Gravierende Schäden durch "Katrina"

Welche schweren Auswirkungen ein derartiger Sturm auf den Ölpreis haben kann, zeigt der Hurrikan "Katrina" vom August 2005. Der Hurrikan der Stufe fünf kostete 1500 Menschen das Leben, zerstörte weite Teile von New Orleans und richtete verheerende Schäden in der US-Ölproduktion an. Über 30 Ölplattformen wurden durch den Sturm zerstört oder stark beschädigt. Raffinerien blieben monatelang geschlossen. Der Ölpreis stieg seinerzeit binnen kürzester Zeit auf das heutzutage harmlos erscheinende Allzeithoch von über 70 US-Dollar für einen Barrel der Sorte West Texas Intermediate (WTI) an.
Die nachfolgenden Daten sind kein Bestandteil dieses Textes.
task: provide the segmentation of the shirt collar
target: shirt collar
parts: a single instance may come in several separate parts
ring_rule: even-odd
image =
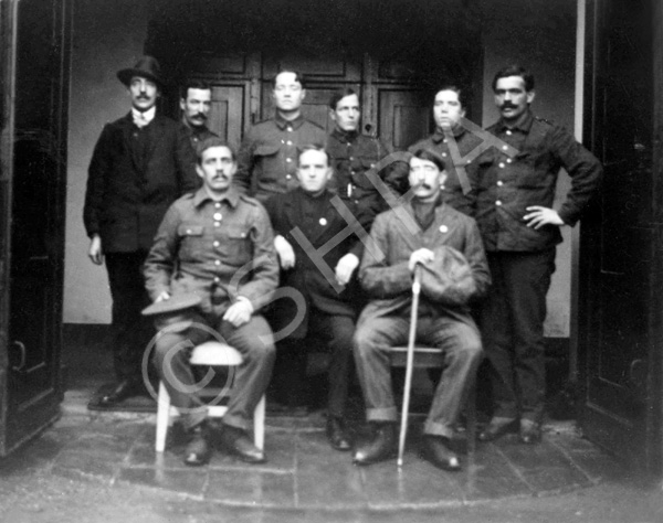
[[[280,129],[285,129],[286,126],[292,126],[294,129],[298,129],[302,124],[304,124],[304,117],[302,113],[294,120],[286,120],[278,111],[276,111],[276,116],[274,116],[274,121]]]
[[[532,110],[527,109],[520,118],[516,121],[514,126],[508,127],[503,119],[499,120],[499,131],[504,131],[506,129],[509,130],[519,130],[520,132],[527,135],[529,129],[532,128],[532,124],[534,122],[534,115]]]
[[[151,120],[155,119],[155,116],[157,114],[157,106],[150,107],[149,109],[143,111],[143,110],[138,110],[135,107],[131,107],[131,117],[134,119],[139,118],[143,119],[145,121],[147,121],[147,124],[151,122]]]
[[[238,206],[238,203],[240,202],[240,193],[233,185],[231,185],[228,189],[228,191],[225,192],[225,194],[223,194],[223,196],[221,196],[220,200],[214,200],[214,199],[212,199],[212,196],[209,195],[209,193],[207,192],[204,186],[201,186],[198,191],[196,191],[196,194],[193,195],[193,205],[196,207],[199,207],[208,200],[213,201],[213,202],[227,202],[231,207],[234,209]]]

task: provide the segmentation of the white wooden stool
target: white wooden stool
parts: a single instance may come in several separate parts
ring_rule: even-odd
[[[242,363],[242,354],[236,349],[218,341],[207,341],[197,345],[191,351],[191,365],[206,366],[238,366]],[[207,407],[209,417],[223,417],[228,407],[225,405],[209,405]],[[166,435],[172,418],[179,413],[176,407],[170,406],[170,395],[159,382],[159,398],[157,407],[157,438],[155,448],[162,452],[166,448]],[[265,396],[260,398],[253,413],[253,441],[259,449],[263,449],[265,441]]]

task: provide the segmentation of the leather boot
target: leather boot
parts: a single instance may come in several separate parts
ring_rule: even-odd
[[[352,455],[355,465],[371,465],[393,458],[397,452],[396,423],[373,423],[373,435],[357,446]]]

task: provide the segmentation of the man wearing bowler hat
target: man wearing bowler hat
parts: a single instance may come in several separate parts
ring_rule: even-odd
[[[445,178],[442,158],[415,151],[409,175],[412,202],[401,213],[394,209],[376,217],[372,247],[364,252],[359,280],[371,301],[357,322],[355,360],[372,436],[356,447],[356,465],[382,461],[396,451],[389,350],[408,341],[412,274],[421,266],[417,341],[443,349],[446,364],[423,428],[425,452],[440,468],[460,469],[450,444],[482,357],[467,305],[486,291],[491,275],[476,223],[443,202]]]
[[[83,221],[90,259],[105,260],[113,299],[112,338],[117,383],[98,405],[113,407],[144,391],[140,362],[152,328],[143,263],[168,206],[199,186],[196,154],[181,126],[157,111],[164,86],[159,63],[143,56],[117,73],[130,111],[106,124],[88,169]]]

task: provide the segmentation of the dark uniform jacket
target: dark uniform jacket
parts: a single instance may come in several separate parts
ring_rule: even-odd
[[[404,211],[414,222],[411,204]],[[385,316],[407,317],[412,302],[412,273],[408,268],[410,255],[420,248],[434,250],[449,246],[465,256],[475,280],[476,295],[485,295],[491,285],[491,273],[486,262],[478,227],[473,218],[442,203],[435,207],[435,217],[425,230],[415,234],[397,210],[379,214],[370,232],[377,249],[365,249],[359,267],[359,281],[371,301],[361,311],[359,324]],[[417,226],[417,225],[415,225]],[[373,254],[371,254],[373,250]],[[469,324],[474,324],[466,307],[444,307],[428,302],[421,297],[420,310],[434,309]]]
[[[231,189],[214,202],[204,188],[177,200],[145,262],[145,279],[155,300],[194,292],[200,309],[221,317],[239,296],[253,310],[271,301],[278,286],[274,235],[264,207]]]
[[[276,114],[246,132],[238,153],[234,183],[240,191],[264,203],[271,195],[299,184],[295,175],[297,148],[324,146],[326,141],[325,130],[302,115],[288,121]]]
[[[466,177],[467,182],[471,181],[467,175],[467,164],[472,163],[469,158],[465,158],[482,143],[482,139],[472,132],[466,131],[462,127],[454,132],[455,143],[457,146],[456,159],[453,159],[452,152],[450,151],[450,140],[444,136],[444,132],[436,130],[430,137],[418,141],[417,143],[408,148],[409,152],[415,152],[419,149],[430,150],[441,156],[446,162],[446,181],[444,182],[444,190],[442,191],[442,200],[451,205],[456,211],[460,211],[469,216],[472,216],[474,212],[472,202],[472,191],[465,193],[459,179],[459,175]],[[460,157],[460,158],[459,158]]]
[[[296,330],[290,334],[291,338],[306,337],[307,319],[312,307],[326,314],[351,317],[356,314],[351,302],[352,280],[339,292],[325,277],[320,267],[335,281],[334,269],[343,256],[352,253],[359,259],[361,258],[361,242],[350,231],[350,234],[329,252],[312,254],[313,250],[320,249],[338,233],[348,228],[348,223],[332,204],[332,198],[334,198],[334,193],[330,191],[312,198],[297,188],[290,193],[272,196],[265,204],[274,226],[274,234],[287,239],[295,252],[295,267],[282,271],[281,286],[296,289],[306,301],[306,307],[302,311],[304,317]],[[313,200],[313,205],[304,206],[306,200],[309,202]],[[305,209],[309,209],[311,214],[307,215]],[[296,235],[293,235],[297,227],[309,242],[308,246],[303,245],[296,239]],[[297,306],[292,299],[281,300],[271,312],[273,329],[277,331],[293,323],[297,311]]]
[[[180,124],[157,113],[143,129],[150,135],[146,158],[131,148],[136,130],[130,113],[106,124],[90,163],[83,221],[105,253],[149,249],[168,206],[200,185]]]
[[[334,179],[330,189],[335,191],[348,209],[357,216],[361,215],[367,231],[375,217],[388,209],[381,194],[366,173],[378,169],[380,160],[391,151],[378,138],[359,132],[344,132],[334,129],[327,140],[327,153],[334,168]],[[394,194],[399,193],[403,180],[397,179],[407,172],[393,169],[394,166],[383,166],[378,174]]]
[[[515,129],[498,121],[487,129],[519,152],[509,158],[491,148],[476,160],[476,222],[486,250],[537,252],[561,242],[559,227],[527,227],[526,207],[552,207],[560,168],[571,177],[571,189],[558,210],[575,225],[599,189],[603,169],[597,158],[560,126],[530,113]]]

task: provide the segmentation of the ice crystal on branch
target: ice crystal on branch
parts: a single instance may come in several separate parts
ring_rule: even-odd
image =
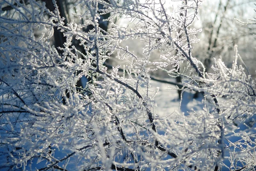
[[[206,73],[193,51],[202,1],[174,3],[0,2],[0,169],[254,169],[254,81],[237,46],[231,68]],[[153,80],[182,99],[202,92],[203,106],[160,116]]]

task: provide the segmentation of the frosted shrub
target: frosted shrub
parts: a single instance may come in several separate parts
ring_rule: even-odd
[[[191,27],[202,1],[172,10],[167,1],[0,2],[1,170],[254,169],[255,85],[237,47],[232,68],[216,60],[205,73]],[[141,55],[120,44],[133,38],[145,43]],[[108,65],[111,56],[125,64]],[[204,107],[157,116],[148,93],[157,70],[203,92]]]

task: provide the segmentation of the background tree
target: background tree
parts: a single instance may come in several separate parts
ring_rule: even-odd
[[[193,51],[202,1],[181,1],[172,11],[161,0],[1,1],[0,168],[254,169],[254,81],[236,46],[230,68],[216,60],[205,72]],[[135,27],[116,25],[120,16]],[[120,43],[130,38],[145,42],[140,55]],[[108,70],[111,55],[125,64]],[[158,116],[150,93],[158,70],[204,92],[201,110]],[[77,87],[84,75],[91,84]]]

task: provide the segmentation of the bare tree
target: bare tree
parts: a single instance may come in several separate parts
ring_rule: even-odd
[[[172,12],[163,0],[1,1],[0,169],[254,169],[254,81],[238,66],[237,46],[231,68],[217,60],[206,74],[192,51],[202,1],[181,1]],[[116,25],[120,16],[136,26]],[[122,46],[128,38],[145,42],[141,55]],[[151,62],[163,47],[164,61]],[[107,67],[116,54],[126,64]],[[164,80],[149,65],[204,92],[201,110],[158,116],[150,87]],[[84,75],[91,84],[78,87]]]

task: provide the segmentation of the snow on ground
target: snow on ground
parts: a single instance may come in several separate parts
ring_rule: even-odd
[[[175,82],[174,79],[169,81]],[[156,106],[154,108],[156,114],[158,116],[169,116],[175,111],[178,111],[185,115],[188,112],[203,110],[204,107],[203,97],[199,96],[195,99],[194,93],[188,90],[182,94],[182,100],[180,104],[178,98],[177,91],[172,90],[175,87],[166,83],[151,80],[151,94],[153,95],[159,87],[159,90],[154,98]]]

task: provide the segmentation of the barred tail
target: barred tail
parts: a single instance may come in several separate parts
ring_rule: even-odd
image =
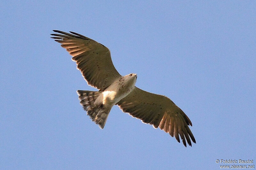
[[[94,104],[95,100],[102,92],[77,90],[77,92],[80,104],[87,112],[87,115],[101,129],[103,129],[111,107],[106,107],[102,103]]]

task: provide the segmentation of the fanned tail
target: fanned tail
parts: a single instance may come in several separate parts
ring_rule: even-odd
[[[77,91],[80,100],[80,104],[84,110],[87,112],[87,115],[95,123],[98,124],[101,129],[103,129],[111,108],[105,107],[102,103],[94,103],[95,100],[102,92],[85,90]]]

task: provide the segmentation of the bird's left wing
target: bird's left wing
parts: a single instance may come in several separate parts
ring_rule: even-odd
[[[179,135],[183,144],[186,140],[191,146],[191,138],[196,140],[188,126],[192,123],[185,113],[169,98],[151,93],[136,87],[116,104],[123,111],[133,117],[140,119],[143,123],[159,127],[175,136],[180,142]]]
[[[56,30],[51,37],[61,44],[73,57],[77,69],[89,85],[102,91],[121,75],[114,67],[108,49],[93,40],[70,32]]]

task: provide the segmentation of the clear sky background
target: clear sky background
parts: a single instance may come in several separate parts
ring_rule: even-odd
[[[217,159],[256,164],[255,1],[111,1],[2,3],[0,169],[234,164]],[[76,92],[96,89],[50,38],[53,29],[108,47],[121,74],[137,73],[137,87],[167,96],[184,111],[197,143],[186,148],[116,106],[100,129]]]

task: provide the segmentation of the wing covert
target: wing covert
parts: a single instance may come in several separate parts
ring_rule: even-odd
[[[196,140],[188,126],[192,123],[185,113],[171,100],[162,95],[146,92],[137,87],[116,104],[123,111],[143,123],[153,125],[175,137],[180,142],[180,137],[185,146],[186,140],[192,146],[190,139]]]
[[[88,85],[103,90],[121,76],[113,64],[108,49],[81,34],[54,30],[51,37],[72,56]]]

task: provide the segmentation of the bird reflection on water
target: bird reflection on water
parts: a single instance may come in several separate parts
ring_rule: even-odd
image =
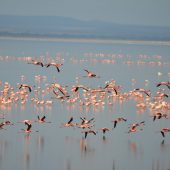
[[[93,148],[84,138],[80,139],[80,151],[81,155],[84,157],[94,156],[95,154],[95,148]]]

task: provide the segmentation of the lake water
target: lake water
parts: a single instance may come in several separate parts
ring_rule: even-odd
[[[55,61],[63,66],[57,72],[53,66],[28,64],[30,58],[44,63]],[[100,78],[84,77],[84,69]],[[89,106],[82,105],[80,100],[60,101],[52,91],[45,90],[52,83],[59,83],[72,94],[75,84],[97,89],[112,80],[120,87],[120,93],[113,94],[110,102],[107,94],[104,99],[100,98],[103,103],[98,101]],[[25,83],[39,90],[39,101],[52,101],[52,104],[35,103],[36,95],[32,91],[27,93],[25,103],[22,99],[0,103],[0,121],[10,120],[14,124],[0,130],[0,170],[170,169],[170,134],[163,138],[160,133],[161,128],[170,128],[170,119],[153,121],[152,118],[156,112],[170,117],[169,98],[160,99],[169,107],[156,107],[159,103],[154,108],[151,106],[154,104],[151,98],[157,96],[158,91],[170,95],[166,86],[156,87],[161,81],[170,81],[168,43],[0,39],[0,81],[1,98],[5,82],[14,92],[21,90],[17,83]],[[140,93],[141,100],[124,98],[123,94],[135,88],[150,90],[152,95]],[[85,100],[83,93],[81,89],[79,95]],[[32,130],[38,132],[21,133],[26,126],[17,122],[35,120],[38,115],[45,115],[51,123],[33,123]],[[76,123],[81,122],[80,117],[94,117],[92,129],[97,131],[103,127],[112,129],[111,121],[118,117],[125,117],[127,121],[118,123],[104,136],[98,131],[96,136],[88,134],[85,138],[84,129],[61,128],[70,117]],[[141,121],[145,121],[143,130],[127,133],[131,123]]]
Spannungen mit Russland setzen Ölpreis zu

Neben dem drohenden Sturm hat zuletzt auch der etwas schwächere US-Dollar den Ölpreis beeinflusst. Darüber hinaus belasten die anhaltenden Spannungen mit Russland die Ölmärkte. Ein Überwinden der Marke von 120 Dollar sei in den kommenden Tagen wahrscheinlich, schätzen die Commerzbank-Experten.